Les consonnes liquides (donc le L )accentuées renforcent l’élan de cette
invitation ; un balancement sonore est créé par la variation sur le son [o ]: on
passe du [o ]ouvert de « mignonne » au [o ]nasalisé de « allons » et au [o]
fermé de « rose » ; cette reprise d’un son avec des modulations donne une
tonalité très musicale au texte et accentue l’écho que se font les mots
« mignonne « et « rose »aux deux extrémités du vers : dès le départ, la femme
se trouve comparée à la fleur.
-le vers 2 suggère la personnification de la rose, sujet du verbe « déclore » ;
il laisse aussi supposer avec le CCT « ce matin » qu’une première promenade
des amants a déjà eu lieu, la fleur est déjà connue ce que suggère l’emploi de
l’article défini « la »devant le nom « rose » ; ce deuxième vers annonce le
changement subi par la rose, comme le donne à entendre le plus-que-parfait
« avait déclose »qui renvoie à un moment antérieur.

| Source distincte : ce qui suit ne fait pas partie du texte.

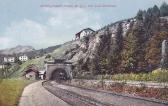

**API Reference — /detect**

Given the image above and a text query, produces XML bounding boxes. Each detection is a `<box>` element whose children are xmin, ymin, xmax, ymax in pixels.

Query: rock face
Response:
<box><xmin>161</xmin><ymin>40</ymin><xmax>168</xmax><ymax>69</ymax></box>
<box><xmin>50</xmin><ymin>14</ymin><xmax>168</xmax><ymax>76</ymax></box>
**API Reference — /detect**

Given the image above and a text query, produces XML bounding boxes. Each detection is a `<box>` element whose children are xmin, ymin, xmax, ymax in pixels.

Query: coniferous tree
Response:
<box><xmin>145</xmin><ymin>32</ymin><xmax>168</xmax><ymax>68</ymax></box>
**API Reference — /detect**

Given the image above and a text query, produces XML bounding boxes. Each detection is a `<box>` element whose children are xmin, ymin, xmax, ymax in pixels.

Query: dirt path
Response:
<box><xmin>19</xmin><ymin>81</ymin><xmax>69</xmax><ymax>106</ymax></box>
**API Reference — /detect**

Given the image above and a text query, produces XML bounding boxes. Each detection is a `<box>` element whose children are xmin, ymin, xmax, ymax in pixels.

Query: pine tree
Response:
<box><xmin>145</xmin><ymin>32</ymin><xmax>168</xmax><ymax>69</ymax></box>
<box><xmin>160</xmin><ymin>2</ymin><xmax>168</xmax><ymax>17</ymax></box>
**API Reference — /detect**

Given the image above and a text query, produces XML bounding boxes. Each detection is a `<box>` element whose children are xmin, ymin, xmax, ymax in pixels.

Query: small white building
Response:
<box><xmin>75</xmin><ymin>28</ymin><xmax>95</xmax><ymax>39</ymax></box>
<box><xmin>19</xmin><ymin>55</ymin><xmax>29</xmax><ymax>62</ymax></box>
<box><xmin>4</xmin><ymin>56</ymin><xmax>15</xmax><ymax>63</ymax></box>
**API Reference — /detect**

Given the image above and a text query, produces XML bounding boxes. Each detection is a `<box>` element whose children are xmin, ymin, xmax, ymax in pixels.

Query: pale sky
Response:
<box><xmin>0</xmin><ymin>0</ymin><xmax>168</xmax><ymax>49</ymax></box>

-l’enjambement aux vers 2/3 produit un allongement du rythme qui rappelle le
l’épanouissement de la rose, qui se défroisse peu à peu, ouvre sa corolle, on
peut d’ailleurs remarquer l’emploi du mot « robe » qui file la personnification
de la rose ; les couleurs représentées par les mots « pourpre « et
« Soleil »confèrent un éclat à toute la strophe qui resplendit de la beauté de la
fleur.
On peut remarquer que Ronsard ne décrit pas un jardin, mais en suggère le
climat et l’atmosphère grâce aux couleurs, mais aussi à la musicalité des rimes :
après les deux rimes féminines suivies en [ose ], des rimes masculines
éclatantes en [eil ] viennent embrasser les rimes féminines en [ée], de plus
aucune coupe n’interrompt ces octosyllabes comme dans une sorte de temps
immobile, arrêté, et paisible, heureux
-l’allitération en [p ]saccade le vers 4 , ce qui renforce l’angoisse contenue
dans l’interrogation implicite : le poète se doute que la rose ne peut que
décliner, que perdre ce qui faisait sa splendeur le matin même ;
on remarque que ce vers 4 marque une limite temporelle, la fin de la journée
initiée au vers 2( le CCT « cette vêprée » qui suit immédiatement le verbe
« perdre «correspond symétriquement au CCT du vers 2 « ce matin »), ce qui
accentue l’impression de rapidité, le temps s’écoule suivant la course du
soleil ;
Deuxième mouvement =
-la strophe 2 commence par un monosyllabe, « las », mot très court qui suffit
pourtant à exprimer le changement radical de ton, le rythme impair de ce
premier vers 1/7suggèrant aussi la dissonance ;
l’impératif « voyez » n’exprime pas un élan comme l’injonction initiale du
poème« allons voir »: ici il s’agit plutôt de prendre la jeune fille à témoin pour
un constat amer ;
la brièveté du temps écoulé se trouve soulignée, par l’assonance en [a ]
(« las »/ »espace » l’espace apparaissant comme une représentation plus
concrète de la durée ;
-la logique est symétrique par rapport au premier sizain où la rose était
comparée à la femme : la femme est ici comparée à la rose, comme le montre
au vers 24 « tandis que votre âge fleuronne » dont le verbe permet le
rapprochement avec la fleur ;
-les deux derniers vers également unis par l’enjambement éclairent la leçon
d’épicurisme en dévoilant le sens de la comparaison : le mot « vieillesse » à la
rime s’oppose à « jeunesse », sa position finale dans le vers souligne encore la
fuite inexorable du temps
Petite synthèse
- le poète exploite les lieux communs que sont le thème de la fuite du temps et
la comparaison femme // rose, toutefois ce texte dégage un charme particulier,
car sa musicalité, son rythme en font une sorte d’incantation contre la mort ;
le carpe diem
- chez les auteurs antiques : Tibulle, Properce, Ovide
- chez les poètes qui ont suivi Ronsard : Malherbe (XVIIème siècle), Raymond
Queneau (XXème siècle « Si tu t’imagines », réécriture mise en musique par
Vladimir Kosma, chantée par Juliette Gréco).